- Text Lakeisha Goedluck
- 14th September 2018
Starting life as a boutique back in 2013 before launching a menswear line three years later, Linder’s evolution in terms of creating a womenswear offering has been novel in nature. Presided over by Sam Linder (his creative partner Kirk Millar looks after the men’s side of things), the label’s SS19 collection was devised from an open round-table discussion.
The idea was to gather which team members would wear what garment; this collection was all about forming a personal affinity with a piece, rather than building an entire look, which has historically been essential to the design process for most companies. Alongside their NY contemporaries such as Gauntlett Cheng and Eckhaus Latta, the duo behind Linder are designing for a customer that exists beyond the confines of traditional fashion. “This way of combining individual pieces, rather than wearing a pre-styled outfit, seems like the most natural way currently to express individuality,” read the pair’s show notes.
This sentiment was undoubtedly reflected in the collection.
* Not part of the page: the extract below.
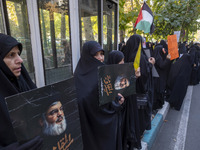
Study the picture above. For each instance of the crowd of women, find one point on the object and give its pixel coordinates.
(120, 124)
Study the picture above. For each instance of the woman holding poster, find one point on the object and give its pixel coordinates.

Borrowing from various aesthetic realms, whether that be workwear or sportswear, the Linder woman is the type who finds no discomfort in pairing her plaid cycling shorts with her mustard asymmetrical skirt. A Gustav Klimt-style palette swept across the line which felt inherently 60s at points – a colour-block leather jacket looked particularly era-defining. From lightweight linen top halves to A-line midi skirts with contrast banding, this was a range that emanated versatility in terms of silhouette, personality and texture.